Il avança pouce par pouce, l'étirement brûlant puis s'épanouissant en plaisir. Une fois les balles profondément enfoncées, il poussa – lentement, puis se développa en coups durs et punitifs. Une main lui frotta furieusement le clitoris ; l'autre agrippa sa fine hanche. « Allez ma bite blanche pendant qu'elle perce ton trou vierge – admets que tu aimes te faire enculer par un homme blanc. » Le jeu de course intense l'a brisée : son premier orgasme anal a explosé – plus serré, plus profond que les orgasmes vaginaux, le corps se saisissant violemment alors que des vagues irradiaient de son cul bourré. Elle cria et s'effondra en avant, mais il la retint et continua de la frapper.
Avec un dernier rugissement guttural – « Prends ma semence blanche au fond de tes entrailles, sale petite salope brune » – éclata-t-il, l'inondant de pulsations chaudes.
Ils se sont effondrés, mais Sushmitha a voulu pousser plus loin. Avec un sourire méchant et débauché, elle le conduisit à la douche spacieuse de la salle de bain. « Regarde-moi… vois ta marque sur moi. »
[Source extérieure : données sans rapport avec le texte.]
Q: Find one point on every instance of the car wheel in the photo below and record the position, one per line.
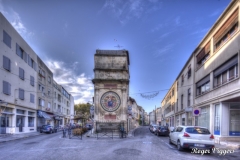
(179, 146)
Sous le jet chaud, elle s'accroupit, les jambes largement écartées sur le carrelage. Alex s'agenouilla près d'eux, l'eau tombant en cascade sur eux. Elle s'est enfoncée – du sperme blanc et épais a commencé à suinter de son cul légèrement béant, des jets crémeux se mélangeant à l'eau et tourbillonnant dans les égouts. Elle poussa plus fort, expulsant les dernières cordes avec un doux gémissement. Puis, les yeux rivés sur les siens, elle relâcha un jet chaud et doré de pipi sortant de sa chatte lisse, lavant les restes de sa charge, tout s'écoulant dans le flux de la douche.
« Ton sperme blanc… s'échappe de mon cul brun serré, » murmura-t-elle d'une voix rauque, « et maintenant je le pisse comme la sale salope que tu m'as transformée. »
Alex l'attira dans un baiser féroce et humide au milieu de la vapeur.
Au-dessus de Church Street, à la lueur des lumières indifférentes de Parramatta, leur liaison brûlait encore plus – plus profondément dans un territoire tabou, les liant dans un feu brut et racial auquel aucun des deux ne pouvait résister. La prochaine rencontre ne pourrait pas arriver assez tôt.